Lando tem dado nas vistas ao longo da atual temporada do mundial de Fórmula 1. O britânico soma agora 101 pontos e está na quarta posição do ranking de pilotos, a apenas três pontos do terceiro classificado Sergio Pérez, da Red Bull. E é o único piloto, entre os 20, que pontuou nas nove corridas já realizadas.

Até agora chegou ao pódio por três vezes, a primeira em Imola, Itália, seguida do Mónaco e Áustria. São estes resultados, em conjunto com os pontos do colega de equipa Daniel Ricciardo, que vão assegurando o terceiro lugar da McLaren no mundial de construtores, com mais 19 pontos que a Ferrari, principal adversária.

Estes foram motivos suficientes para levar Zak Brown, diretor executivo da McLaren, a apostar em Lando para as próximas duas épocas, através da renovação de contrato anunciada em maio. Em comunicado, o piloto garantiu que o seu objetivo passa por vencer corridas e tornar-se campeão do mundial de Fórmula 1 pela McLaren. Será Lando a peça que faltava para devolver à equipa a glória de outros tempos?

A resposta parece ser sim. É que se até aqui a responsabilidade passava por manter a McLaren como a melhor equipa atrás das gigantes Mercedes e Red Bull, no fim de semana passado o piloto colocou-se um passo à frente, ao fazer frente ao sete vezes campeão do mundo Lewis Hamilton, piloto da Mercedes, e conquistar o terceiro lugar. Sendo que no dia anterior tinha terminado a qualificação com o segundo melhor tempo, o que o levou à linha da frente na grelha de partida. Desde 2012, no Brasil, quando os pilotos eram Lewis Hamilton e Jenson Button, que a McLaren não tinha um piloto nos lugares da frente da grelha.

Lewis Hamilton foi, aliás, o último a colocar a equipa no topo da modalidade, mas para isso é necessário recuar ainda mais no tempo. Era a sua segunda temporada na McLaren, em 2008. Depois de uma renovação de contrato que o ligava à equipa por mais quatro anos, Lewis provou que a aposta foi correta e, após um quinto lugar no Grande Prémio do Brasil, entrou para a história como o mais novo campeão mundial da história da Fórmula 1.

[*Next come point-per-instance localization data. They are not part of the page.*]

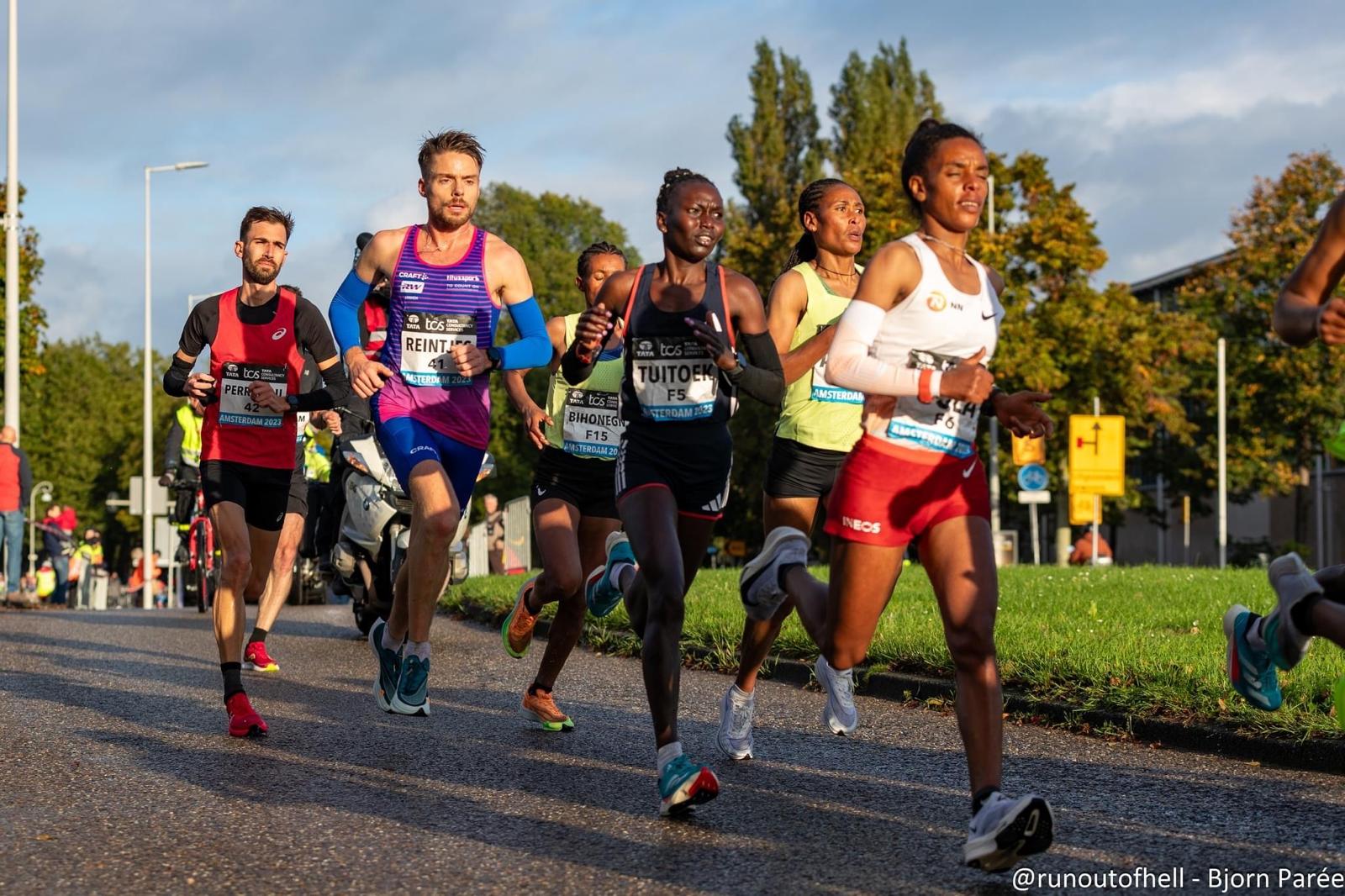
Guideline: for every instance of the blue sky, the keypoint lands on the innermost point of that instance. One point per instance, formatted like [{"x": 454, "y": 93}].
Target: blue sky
[{"x": 1161, "y": 113}]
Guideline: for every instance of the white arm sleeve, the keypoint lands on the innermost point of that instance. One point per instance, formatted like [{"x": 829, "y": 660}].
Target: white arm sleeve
[{"x": 851, "y": 365}]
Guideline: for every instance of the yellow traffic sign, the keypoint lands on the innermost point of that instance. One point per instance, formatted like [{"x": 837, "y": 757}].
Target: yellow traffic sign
[
  {"x": 1082, "y": 509},
  {"x": 1096, "y": 455},
  {"x": 1029, "y": 451}
]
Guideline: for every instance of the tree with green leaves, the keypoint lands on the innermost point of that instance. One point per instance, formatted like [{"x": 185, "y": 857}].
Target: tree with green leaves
[
  {"x": 1282, "y": 401},
  {"x": 876, "y": 107},
  {"x": 33, "y": 319},
  {"x": 549, "y": 230}
]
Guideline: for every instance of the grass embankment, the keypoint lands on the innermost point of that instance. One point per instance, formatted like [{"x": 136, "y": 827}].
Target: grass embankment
[{"x": 1140, "y": 640}]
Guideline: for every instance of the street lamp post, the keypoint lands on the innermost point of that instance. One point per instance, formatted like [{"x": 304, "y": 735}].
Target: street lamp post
[
  {"x": 147, "y": 455},
  {"x": 45, "y": 490}
]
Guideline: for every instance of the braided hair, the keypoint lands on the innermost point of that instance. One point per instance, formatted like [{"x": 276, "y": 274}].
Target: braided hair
[
  {"x": 806, "y": 249},
  {"x": 602, "y": 248},
  {"x": 926, "y": 139},
  {"x": 670, "y": 182}
]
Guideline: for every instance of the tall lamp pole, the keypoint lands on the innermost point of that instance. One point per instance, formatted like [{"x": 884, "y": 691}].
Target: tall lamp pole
[
  {"x": 148, "y": 447},
  {"x": 11, "y": 233}
]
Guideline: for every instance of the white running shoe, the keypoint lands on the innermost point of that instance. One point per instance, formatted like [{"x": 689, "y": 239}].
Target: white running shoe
[
  {"x": 1293, "y": 582},
  {"x": 759, "y": 584},
  {"x": 840, "y": 714},
  {"x": 1006, "y": 829},
  {"x": 735, "y": 737}
]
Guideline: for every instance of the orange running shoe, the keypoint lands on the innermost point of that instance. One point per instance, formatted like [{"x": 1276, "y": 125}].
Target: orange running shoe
[
  {"x": 541, "y": 707},
  {"x": 517, "y": 630},
  {"x": 244, "y": 720},
  {"x": 257, "y": 660}
]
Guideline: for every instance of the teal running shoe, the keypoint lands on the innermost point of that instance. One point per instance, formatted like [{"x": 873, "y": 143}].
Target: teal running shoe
[
  {"x": 600, "y": 593},
  {"x": 1251, "y": 672},
  {"x": 685, "y": 784},
  {"x": 389, "y": 667},
  {"x": 409, "y": 697}
]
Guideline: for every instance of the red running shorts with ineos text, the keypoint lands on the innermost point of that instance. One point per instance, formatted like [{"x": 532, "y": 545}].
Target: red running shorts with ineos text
[{"x": 888, "y": 495}]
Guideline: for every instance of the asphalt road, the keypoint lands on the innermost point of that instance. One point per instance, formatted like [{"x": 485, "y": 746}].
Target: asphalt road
[{"x": 118, "y": 777}]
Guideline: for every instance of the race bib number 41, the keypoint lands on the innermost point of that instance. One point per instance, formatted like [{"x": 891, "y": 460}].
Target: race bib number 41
[
  {"x": 427, "y": 340},
  {"x": 592, "y": 423},
  {"x": 237, "y": 407},
  {"x": 674, "y": 378}
]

Lewis Hamilton e Lando Norris no final do Grande Prémio da Emília-Romanha 2021

Lewis Hamilton e Lando Norris no final do Grande Prémio da Emília-Romanha 2021

Dan Istitene - Formula 1

Lando tem agora 21 anos e já não consegue fugir às comparações com Hamilton. Ou pelo menos à expectativa que lhe siga os passos. Até porque já não é a primeira vez que o faz.

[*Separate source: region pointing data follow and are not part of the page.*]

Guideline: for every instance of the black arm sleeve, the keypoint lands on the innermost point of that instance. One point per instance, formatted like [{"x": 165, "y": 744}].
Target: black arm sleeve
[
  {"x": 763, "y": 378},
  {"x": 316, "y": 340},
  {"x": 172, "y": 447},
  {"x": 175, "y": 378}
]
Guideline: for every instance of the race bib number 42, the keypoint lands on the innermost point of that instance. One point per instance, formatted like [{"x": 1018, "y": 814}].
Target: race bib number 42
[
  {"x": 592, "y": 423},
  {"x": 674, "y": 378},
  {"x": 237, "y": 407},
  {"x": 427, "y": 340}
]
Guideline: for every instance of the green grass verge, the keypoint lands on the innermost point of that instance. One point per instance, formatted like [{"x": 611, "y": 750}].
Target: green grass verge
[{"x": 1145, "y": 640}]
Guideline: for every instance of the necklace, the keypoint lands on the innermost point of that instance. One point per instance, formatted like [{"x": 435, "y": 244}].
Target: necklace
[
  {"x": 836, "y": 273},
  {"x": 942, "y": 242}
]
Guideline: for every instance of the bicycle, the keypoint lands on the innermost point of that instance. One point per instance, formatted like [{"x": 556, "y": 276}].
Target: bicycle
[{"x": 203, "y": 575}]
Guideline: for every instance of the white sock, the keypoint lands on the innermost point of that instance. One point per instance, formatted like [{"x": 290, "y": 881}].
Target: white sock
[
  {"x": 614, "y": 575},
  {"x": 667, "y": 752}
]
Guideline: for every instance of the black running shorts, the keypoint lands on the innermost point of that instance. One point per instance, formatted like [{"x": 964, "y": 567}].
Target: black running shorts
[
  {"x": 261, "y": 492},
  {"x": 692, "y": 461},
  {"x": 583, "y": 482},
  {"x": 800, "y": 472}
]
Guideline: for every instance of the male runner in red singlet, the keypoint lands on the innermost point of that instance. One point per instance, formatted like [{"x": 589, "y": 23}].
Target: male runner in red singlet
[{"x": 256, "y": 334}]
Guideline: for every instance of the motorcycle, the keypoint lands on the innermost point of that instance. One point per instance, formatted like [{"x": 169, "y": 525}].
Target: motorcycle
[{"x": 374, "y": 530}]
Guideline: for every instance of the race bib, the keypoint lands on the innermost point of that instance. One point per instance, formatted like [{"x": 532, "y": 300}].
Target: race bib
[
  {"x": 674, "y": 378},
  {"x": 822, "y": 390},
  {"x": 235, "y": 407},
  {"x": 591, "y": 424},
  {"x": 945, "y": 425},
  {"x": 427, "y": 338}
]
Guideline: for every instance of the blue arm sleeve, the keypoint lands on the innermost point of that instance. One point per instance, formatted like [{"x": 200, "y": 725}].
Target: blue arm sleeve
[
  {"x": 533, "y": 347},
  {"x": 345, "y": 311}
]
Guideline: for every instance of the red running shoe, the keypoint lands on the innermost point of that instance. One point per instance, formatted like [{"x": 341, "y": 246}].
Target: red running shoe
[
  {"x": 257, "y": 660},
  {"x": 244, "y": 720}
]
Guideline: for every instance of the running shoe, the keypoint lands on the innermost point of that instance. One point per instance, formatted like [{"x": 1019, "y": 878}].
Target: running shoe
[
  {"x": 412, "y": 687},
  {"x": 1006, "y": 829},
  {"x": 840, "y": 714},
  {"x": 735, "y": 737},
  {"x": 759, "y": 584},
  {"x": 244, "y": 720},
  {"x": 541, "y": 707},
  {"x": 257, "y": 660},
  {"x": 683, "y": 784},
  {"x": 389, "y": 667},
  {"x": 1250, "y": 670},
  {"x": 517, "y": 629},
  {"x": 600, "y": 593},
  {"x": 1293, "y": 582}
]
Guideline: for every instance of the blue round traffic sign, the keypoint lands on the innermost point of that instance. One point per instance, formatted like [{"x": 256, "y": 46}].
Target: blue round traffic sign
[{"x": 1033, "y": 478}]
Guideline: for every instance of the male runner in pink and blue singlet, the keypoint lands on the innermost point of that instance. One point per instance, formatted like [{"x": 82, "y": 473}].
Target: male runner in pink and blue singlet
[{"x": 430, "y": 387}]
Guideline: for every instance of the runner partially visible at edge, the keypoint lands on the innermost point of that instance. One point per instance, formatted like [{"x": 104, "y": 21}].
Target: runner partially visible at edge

Em 2014, foi campeão mundial de karting, categoria KF, e fez história por ser o mais jovem de sempre a vencer. O detentor do título até esse momento era Lewis Hamilton.

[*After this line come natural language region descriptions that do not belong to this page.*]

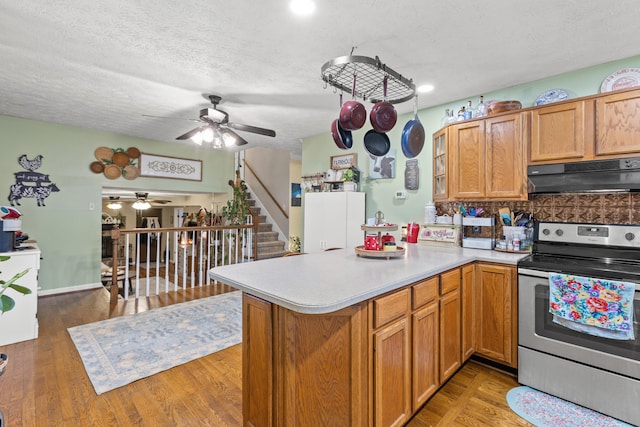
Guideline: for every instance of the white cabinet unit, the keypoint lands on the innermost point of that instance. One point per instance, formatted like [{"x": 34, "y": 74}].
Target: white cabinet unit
[
  {"x": 21, "y": 323},
  {"x": 333, "y": 220}
]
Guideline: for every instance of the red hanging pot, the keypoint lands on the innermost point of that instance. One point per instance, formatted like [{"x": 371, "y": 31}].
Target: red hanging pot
[
  {"x": 383, "y": 115},
  {"x": 353, "y": 115},
  {"x": 341, "y": 137}
]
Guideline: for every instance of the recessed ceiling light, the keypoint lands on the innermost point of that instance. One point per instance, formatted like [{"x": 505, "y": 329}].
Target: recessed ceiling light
[{"x": 302, "y": 7}]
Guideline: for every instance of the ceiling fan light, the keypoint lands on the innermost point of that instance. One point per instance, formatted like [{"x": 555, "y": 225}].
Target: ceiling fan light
[
  {"x": 207, "y": 135},
  {"x": 229, "y": 139},
  {"x": 114, "y": 203},
  {"x": 141, "y": 205},
  {"x": 197, "y": 138}
]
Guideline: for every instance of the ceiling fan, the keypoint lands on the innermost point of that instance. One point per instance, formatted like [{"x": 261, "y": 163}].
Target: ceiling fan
[{"x": 217, "y": 129}]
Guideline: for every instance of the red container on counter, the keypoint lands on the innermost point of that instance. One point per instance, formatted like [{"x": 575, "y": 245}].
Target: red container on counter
[{"x": 412, "y": 232}]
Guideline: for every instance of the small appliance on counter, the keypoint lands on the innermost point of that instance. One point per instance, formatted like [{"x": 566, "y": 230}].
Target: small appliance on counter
[
  {"x": 9, "y": 228},
  {"x": 478, "y": 233}
]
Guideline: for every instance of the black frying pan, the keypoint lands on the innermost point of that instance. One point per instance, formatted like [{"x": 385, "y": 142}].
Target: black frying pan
[
  {"x": 413, "y": 135},
  {"x": 376, "y": 143}
]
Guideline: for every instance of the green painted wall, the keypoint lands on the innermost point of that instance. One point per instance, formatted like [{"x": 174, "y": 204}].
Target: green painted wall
[
  {"x": 317, "y": 150},
  {"x": 67, "y": 230}
]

Juntou-se à McLaren em 2017, o ano em que se tornou o campeão de Fórmula 3 na Europa mais jovem de sempre. Os primeiros passos com o fato cor-de-laranja ‘papaya’ deu-os como piloto de reserva e testes para a temporada de 2018, ao mesmo tempo que conquistou oito pódios na Fórmula 2, que lhe valeu o segundo lugar na competição.

O ano seguinte marcou a sua chegada à Fórmula 1. Com Carlos Sainz como colega de equipa, Lando terminou o ano de rookie na 11.ª posição, com 49 pontos. A temporada seguinte não podia ter começado da melhor forma, com o piloto a conquistar o seu primeiro pódio no Grande Prémio da Áustria. Os seus 97 pontos totais em conjunto com os 105 de Sainz deram à McLaren a terceira posição no mundial de construtores.

Além dos três pódios e dos pontos conquistados em todas as corridas, a época atual conta já com um quarto lugar, mais quatro corridas na quinta posição e uma em oitavo. Mais importante que isso: Lando parece saber, agora, a receita para se colocar entre os Mercedes e os Red Bull. E o futuro volta a sorrir à McLaren.